Bowers has lots more, but on this point he notes:
Even on the Republican side, for all of their vaunted ability to run primary challenges against their sitting incumbents, the only real win they have against a federally elected incumbent is Sununu over Smith in New Hampshire in 2002. We may be 0 for 1, but they are 1 for 100. Primary challenges are almost always failures at the ballot box.
However, even in electoral defeat the Republican base has often succeeded in forcing some incumbents to start toeing the conservative line. If Cuellar becomes a more reliable vote as a result of this primary, then we will have succeeded anyway. If Cuellar makes fewer appearances with Bush, then we will have succeeded anyway.

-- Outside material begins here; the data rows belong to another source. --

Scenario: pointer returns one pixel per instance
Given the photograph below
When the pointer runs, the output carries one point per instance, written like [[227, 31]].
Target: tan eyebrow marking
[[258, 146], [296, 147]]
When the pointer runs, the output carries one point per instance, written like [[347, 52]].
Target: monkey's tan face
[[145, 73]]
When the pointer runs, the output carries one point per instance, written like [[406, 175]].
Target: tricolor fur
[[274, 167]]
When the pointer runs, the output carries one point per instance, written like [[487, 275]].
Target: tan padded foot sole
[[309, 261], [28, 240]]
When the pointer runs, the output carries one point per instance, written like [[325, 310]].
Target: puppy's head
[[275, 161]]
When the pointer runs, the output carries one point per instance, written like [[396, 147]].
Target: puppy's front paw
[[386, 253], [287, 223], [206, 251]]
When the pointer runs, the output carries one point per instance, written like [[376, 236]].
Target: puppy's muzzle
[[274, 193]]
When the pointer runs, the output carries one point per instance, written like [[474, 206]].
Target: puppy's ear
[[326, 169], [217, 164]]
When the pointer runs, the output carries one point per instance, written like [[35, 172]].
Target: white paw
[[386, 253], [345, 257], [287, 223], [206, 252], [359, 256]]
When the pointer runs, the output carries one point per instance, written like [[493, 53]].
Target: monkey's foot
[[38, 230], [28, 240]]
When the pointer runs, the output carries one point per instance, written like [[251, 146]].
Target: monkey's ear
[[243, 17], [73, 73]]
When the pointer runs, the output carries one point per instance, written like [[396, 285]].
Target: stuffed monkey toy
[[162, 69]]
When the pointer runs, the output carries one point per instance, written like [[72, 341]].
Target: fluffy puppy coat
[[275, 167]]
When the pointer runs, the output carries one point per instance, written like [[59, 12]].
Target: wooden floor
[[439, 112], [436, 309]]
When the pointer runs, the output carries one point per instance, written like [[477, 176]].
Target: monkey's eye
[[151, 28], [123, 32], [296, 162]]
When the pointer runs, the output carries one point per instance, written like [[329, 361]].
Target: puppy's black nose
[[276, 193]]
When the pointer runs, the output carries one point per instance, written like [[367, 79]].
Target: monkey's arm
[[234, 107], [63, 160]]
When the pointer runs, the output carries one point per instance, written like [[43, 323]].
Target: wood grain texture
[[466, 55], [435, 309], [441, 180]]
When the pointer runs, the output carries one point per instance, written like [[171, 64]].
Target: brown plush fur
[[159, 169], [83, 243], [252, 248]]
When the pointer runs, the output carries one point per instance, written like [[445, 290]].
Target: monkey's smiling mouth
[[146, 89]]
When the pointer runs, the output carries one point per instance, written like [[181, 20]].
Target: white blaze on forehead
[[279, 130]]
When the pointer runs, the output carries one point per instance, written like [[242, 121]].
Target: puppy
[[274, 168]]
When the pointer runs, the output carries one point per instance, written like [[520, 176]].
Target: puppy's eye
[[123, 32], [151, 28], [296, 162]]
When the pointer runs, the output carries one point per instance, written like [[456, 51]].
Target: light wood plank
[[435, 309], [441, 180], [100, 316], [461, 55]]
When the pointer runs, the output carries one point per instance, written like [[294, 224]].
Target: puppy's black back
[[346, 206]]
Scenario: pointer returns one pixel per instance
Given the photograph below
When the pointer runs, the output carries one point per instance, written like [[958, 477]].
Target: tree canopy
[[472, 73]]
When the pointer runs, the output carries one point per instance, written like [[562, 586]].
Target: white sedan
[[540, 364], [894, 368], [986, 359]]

We won't know if that has happened right away, but we do know that even if things don't change, we can always run another primary challenge against Cuellar in 2008. Netroots electoral wins may seem few and far between (Chandler, Obama, Herseth, Dean for DNC), but the only way we are going to get more of them is if we keep trying.
If one of the problems we face as a party is lack of discipline from our elected officials, this is the way to start enforcing some discipline. Just the threat of being primaries could force some Dems to take a step back from certain votes, no matter how many lobbyists dangle scrumptious checks before their faces.
If we want to build the kind of Democratic Party we all yearn for, we can't let "Democrats" like Cuellar continue to burn our brand and harm the party. Doing something was better than doing nothing. We're a nascent movement a scant two years old. The Right built theirs over 30 years. We won't take over the world in two. But this netroots/grassroots/labor coalition is the blueprint for a more effective national progressive movement, and this was the first time we all worked together.
it won't be the last.
Update: Two more thoughts, spurred by an email Armando sent me -- if Cuellar had a Republican opponent in November, I would support Cuellar for the general. The time to fight for the soul of the party is in the primaries. Once the primaries are over, I'm happy to get behind whoever wins.
But for that same reason, it's important that primaries be closed. Independents and Republicans have no business meddling in internal party decisions (like they can in Texas). There's a worthy project for someone to take charge of -- which states have open primaries, and what is the process for closing them.